Robertson-Waters Eve E, Cuthbert Rory, Van Rensburg Lee
Department of Trauma and Orthopaedic surgery, Addenbrooke's Hospital, Cambridge CB2 0QQ, UK.
Department of Surgery, Division of Trauma and Orthopaedic Surgery, University of Cambridge, Addenbrooke's Hospital, Cambridge CB2 0QQ, UK.
J Surg Case Rep. 2022 Dec 17;2022(12):rjac587. doi: 10.1093/jscr/rjac587. eCollection 2022 Dec.

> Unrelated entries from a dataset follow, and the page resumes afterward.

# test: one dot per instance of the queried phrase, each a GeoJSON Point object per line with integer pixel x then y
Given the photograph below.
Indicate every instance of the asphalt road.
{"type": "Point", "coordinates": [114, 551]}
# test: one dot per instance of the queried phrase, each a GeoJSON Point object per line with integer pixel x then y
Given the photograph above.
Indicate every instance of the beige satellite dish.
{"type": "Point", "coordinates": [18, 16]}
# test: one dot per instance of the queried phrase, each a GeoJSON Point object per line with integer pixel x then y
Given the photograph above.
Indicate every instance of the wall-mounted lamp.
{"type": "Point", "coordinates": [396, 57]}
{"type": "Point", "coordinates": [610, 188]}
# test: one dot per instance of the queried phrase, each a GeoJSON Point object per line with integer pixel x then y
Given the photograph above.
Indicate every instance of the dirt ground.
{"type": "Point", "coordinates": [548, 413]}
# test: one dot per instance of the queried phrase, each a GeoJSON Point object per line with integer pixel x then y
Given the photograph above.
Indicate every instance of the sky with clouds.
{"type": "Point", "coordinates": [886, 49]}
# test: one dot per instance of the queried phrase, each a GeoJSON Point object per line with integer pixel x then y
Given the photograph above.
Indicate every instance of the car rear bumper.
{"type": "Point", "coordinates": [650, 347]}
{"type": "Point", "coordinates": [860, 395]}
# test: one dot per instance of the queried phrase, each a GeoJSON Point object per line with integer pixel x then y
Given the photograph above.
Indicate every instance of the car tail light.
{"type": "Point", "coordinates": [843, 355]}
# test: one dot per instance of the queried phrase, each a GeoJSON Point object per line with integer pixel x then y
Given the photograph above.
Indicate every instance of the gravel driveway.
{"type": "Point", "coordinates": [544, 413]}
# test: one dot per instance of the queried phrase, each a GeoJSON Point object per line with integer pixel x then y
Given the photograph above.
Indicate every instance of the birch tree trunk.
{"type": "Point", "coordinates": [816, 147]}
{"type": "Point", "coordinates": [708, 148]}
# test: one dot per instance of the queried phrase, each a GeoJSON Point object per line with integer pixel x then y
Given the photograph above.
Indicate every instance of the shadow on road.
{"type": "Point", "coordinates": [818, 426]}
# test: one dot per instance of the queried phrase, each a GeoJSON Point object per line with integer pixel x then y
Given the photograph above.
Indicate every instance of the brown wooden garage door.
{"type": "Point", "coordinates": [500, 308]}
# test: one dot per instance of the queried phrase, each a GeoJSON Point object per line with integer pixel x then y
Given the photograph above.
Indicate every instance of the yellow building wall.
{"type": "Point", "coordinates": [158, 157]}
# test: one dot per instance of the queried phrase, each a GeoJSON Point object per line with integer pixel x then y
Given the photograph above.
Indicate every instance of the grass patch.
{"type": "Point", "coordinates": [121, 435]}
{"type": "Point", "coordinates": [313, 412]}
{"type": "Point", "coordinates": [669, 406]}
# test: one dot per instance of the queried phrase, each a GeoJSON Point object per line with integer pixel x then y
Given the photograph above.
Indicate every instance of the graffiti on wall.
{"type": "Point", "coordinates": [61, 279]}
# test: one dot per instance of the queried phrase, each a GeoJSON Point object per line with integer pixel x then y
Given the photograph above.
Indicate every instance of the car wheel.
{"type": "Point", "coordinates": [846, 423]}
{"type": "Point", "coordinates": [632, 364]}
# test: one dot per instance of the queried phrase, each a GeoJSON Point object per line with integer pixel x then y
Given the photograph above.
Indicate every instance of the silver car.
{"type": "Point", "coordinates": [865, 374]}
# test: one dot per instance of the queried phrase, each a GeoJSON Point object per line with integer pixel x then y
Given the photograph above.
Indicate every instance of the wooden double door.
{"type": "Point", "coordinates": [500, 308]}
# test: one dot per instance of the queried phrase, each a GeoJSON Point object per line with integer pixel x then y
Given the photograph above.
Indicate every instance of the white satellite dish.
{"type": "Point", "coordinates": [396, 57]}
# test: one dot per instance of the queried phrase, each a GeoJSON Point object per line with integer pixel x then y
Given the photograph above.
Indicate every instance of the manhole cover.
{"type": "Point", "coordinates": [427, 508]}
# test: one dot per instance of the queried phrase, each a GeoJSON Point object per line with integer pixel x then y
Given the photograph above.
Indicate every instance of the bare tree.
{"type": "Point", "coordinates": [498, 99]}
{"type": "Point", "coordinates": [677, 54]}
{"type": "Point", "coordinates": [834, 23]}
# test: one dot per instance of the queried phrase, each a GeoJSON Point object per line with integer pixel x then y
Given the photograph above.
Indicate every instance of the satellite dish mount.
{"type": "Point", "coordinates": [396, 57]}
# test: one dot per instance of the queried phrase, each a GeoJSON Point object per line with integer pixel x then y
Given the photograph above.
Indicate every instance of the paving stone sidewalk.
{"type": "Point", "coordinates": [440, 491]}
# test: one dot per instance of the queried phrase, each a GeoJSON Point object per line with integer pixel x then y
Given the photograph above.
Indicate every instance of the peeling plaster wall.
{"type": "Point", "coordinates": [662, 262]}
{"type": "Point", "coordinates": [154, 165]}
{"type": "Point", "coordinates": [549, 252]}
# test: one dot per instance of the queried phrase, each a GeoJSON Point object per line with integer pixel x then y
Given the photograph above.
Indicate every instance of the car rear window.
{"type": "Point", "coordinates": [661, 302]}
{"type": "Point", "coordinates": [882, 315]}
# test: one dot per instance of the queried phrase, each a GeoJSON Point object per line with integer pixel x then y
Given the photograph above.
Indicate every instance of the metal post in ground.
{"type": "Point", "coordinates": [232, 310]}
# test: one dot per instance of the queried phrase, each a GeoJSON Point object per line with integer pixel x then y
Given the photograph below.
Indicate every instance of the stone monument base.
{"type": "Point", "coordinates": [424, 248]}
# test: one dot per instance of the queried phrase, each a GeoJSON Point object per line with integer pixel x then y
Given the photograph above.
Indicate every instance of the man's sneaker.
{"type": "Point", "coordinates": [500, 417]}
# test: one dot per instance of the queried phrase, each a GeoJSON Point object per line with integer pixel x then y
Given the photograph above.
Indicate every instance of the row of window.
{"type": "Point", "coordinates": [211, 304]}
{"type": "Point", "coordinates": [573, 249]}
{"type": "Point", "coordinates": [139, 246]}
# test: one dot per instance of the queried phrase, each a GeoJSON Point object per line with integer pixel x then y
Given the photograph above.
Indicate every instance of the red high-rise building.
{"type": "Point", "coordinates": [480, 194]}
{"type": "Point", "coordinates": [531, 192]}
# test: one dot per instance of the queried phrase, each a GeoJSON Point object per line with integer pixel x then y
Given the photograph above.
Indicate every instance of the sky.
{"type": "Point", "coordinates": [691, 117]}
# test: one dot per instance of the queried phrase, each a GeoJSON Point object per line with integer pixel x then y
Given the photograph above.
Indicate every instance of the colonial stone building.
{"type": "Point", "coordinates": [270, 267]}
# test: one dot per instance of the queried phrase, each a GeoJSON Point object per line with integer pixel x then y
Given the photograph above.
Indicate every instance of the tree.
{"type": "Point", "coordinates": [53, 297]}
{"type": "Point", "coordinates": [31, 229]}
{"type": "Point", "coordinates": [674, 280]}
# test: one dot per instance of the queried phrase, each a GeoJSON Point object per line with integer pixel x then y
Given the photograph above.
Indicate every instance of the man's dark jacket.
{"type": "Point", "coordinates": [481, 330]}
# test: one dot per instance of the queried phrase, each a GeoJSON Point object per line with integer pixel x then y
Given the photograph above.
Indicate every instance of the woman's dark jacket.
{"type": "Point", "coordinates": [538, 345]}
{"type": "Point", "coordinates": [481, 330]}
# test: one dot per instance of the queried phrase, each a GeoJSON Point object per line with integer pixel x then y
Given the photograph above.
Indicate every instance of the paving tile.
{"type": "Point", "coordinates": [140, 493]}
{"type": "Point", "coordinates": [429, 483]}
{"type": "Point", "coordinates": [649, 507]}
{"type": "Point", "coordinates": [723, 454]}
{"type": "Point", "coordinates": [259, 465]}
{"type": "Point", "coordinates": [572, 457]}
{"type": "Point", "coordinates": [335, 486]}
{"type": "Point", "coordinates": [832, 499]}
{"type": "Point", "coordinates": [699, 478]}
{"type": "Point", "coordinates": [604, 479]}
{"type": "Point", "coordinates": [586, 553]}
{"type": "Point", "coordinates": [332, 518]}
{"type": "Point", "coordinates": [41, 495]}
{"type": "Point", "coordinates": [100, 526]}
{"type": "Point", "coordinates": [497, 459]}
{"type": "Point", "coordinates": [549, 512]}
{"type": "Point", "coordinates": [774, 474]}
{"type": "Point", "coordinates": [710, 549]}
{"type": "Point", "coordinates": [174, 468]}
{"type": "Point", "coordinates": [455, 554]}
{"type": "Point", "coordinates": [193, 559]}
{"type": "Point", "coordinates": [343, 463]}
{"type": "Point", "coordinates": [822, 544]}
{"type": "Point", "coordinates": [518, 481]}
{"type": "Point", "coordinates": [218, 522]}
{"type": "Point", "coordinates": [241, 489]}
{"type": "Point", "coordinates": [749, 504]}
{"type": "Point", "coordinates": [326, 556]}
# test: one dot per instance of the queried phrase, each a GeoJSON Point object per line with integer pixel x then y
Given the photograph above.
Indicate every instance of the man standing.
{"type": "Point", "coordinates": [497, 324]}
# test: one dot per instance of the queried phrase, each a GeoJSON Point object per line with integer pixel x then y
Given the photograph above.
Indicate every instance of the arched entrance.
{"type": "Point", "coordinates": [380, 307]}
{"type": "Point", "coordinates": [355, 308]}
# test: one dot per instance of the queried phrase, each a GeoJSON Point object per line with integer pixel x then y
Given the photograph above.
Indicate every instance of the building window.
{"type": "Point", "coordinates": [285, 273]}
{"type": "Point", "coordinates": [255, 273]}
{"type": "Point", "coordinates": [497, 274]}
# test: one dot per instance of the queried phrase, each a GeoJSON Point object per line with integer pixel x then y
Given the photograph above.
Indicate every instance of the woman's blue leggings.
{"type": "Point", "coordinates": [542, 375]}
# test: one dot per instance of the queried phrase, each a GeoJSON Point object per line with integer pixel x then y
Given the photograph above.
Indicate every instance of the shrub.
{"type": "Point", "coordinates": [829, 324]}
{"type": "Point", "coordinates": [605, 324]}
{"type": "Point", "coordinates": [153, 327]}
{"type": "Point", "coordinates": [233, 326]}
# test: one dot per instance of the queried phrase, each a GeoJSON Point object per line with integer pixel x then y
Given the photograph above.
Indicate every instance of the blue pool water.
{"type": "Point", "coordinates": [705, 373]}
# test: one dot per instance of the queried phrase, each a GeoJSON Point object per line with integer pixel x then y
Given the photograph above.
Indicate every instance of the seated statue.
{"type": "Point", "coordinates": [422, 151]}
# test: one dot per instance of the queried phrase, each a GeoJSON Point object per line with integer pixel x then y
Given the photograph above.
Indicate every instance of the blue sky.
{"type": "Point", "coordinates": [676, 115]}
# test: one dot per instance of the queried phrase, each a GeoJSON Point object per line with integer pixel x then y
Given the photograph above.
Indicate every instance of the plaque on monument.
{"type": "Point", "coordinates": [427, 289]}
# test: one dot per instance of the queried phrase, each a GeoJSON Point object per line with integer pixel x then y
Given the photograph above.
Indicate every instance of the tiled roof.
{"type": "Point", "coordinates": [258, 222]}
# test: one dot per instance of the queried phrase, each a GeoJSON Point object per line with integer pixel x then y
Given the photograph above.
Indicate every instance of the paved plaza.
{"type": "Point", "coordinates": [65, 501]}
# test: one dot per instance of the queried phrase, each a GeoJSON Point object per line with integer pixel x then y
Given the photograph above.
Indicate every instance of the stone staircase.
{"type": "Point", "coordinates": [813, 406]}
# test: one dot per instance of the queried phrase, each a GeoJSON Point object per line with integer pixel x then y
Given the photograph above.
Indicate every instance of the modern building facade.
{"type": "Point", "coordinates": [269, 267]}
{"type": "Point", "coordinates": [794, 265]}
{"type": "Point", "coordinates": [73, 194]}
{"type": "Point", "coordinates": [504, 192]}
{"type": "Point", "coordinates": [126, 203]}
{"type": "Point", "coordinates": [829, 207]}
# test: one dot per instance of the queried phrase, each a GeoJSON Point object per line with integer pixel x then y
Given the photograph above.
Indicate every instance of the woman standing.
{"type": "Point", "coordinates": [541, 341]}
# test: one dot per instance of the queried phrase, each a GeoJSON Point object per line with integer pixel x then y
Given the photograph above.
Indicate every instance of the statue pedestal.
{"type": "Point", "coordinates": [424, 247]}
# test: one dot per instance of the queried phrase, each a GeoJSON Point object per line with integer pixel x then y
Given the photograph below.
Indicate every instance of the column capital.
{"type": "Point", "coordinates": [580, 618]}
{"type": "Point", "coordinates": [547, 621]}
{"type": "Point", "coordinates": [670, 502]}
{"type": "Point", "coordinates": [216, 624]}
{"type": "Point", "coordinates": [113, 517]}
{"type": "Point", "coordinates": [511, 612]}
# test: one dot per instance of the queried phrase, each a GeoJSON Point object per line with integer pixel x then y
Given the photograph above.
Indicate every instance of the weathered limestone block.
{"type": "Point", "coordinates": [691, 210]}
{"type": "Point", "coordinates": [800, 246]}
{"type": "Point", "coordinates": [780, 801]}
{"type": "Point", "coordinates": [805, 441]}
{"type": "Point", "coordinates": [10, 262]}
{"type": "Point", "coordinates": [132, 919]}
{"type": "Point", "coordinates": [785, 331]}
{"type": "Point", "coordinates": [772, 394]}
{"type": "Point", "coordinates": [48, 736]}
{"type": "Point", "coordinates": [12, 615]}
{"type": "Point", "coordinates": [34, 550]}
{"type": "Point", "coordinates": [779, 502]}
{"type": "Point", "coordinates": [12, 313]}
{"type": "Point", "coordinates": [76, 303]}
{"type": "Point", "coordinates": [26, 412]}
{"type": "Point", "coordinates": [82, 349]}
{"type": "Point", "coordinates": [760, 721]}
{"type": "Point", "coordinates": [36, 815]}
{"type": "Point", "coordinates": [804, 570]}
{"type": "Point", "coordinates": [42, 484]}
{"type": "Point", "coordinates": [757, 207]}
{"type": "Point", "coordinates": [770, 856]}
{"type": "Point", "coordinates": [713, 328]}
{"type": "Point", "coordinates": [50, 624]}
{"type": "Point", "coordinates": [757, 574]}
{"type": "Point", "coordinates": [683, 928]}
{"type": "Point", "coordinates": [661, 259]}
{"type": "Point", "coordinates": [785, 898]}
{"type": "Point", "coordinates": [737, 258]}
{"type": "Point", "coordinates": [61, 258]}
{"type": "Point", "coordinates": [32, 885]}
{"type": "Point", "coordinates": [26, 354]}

The Covid-19 pandemic encouraged remote healthcare and led to dependency on virtual fracture clinics (VFC). VFC are orthopaedic consultant-led clinics where cases are reviewed virtually following referral by emergency department clinicians. Success is contingent on a comprehensive initial history and examination. This pathway has high patient satisfaction rates and cost-saving benefits. However, clinicians must be vigilant for high-energy mechanisms or examination findings suggestive of greater underlying injury. In this case, VFC missed a rare ipsilateral annular ligament injury in a 15-year old with an undisplaced radial neck fracture, following a fall from a horse. This led to radial head dislocation and delayed surgical repair. Untreated, radial head dislocations lead to pain and reduced range of movement. Despite the rarity of this injury pattern, face-to-face orthopaedic examination would have raised concern for significant ligamentous injury. A high-energy mechanism of injury mandates face-to-face senior orthopaedic review to avoid missing serious concomitant injury.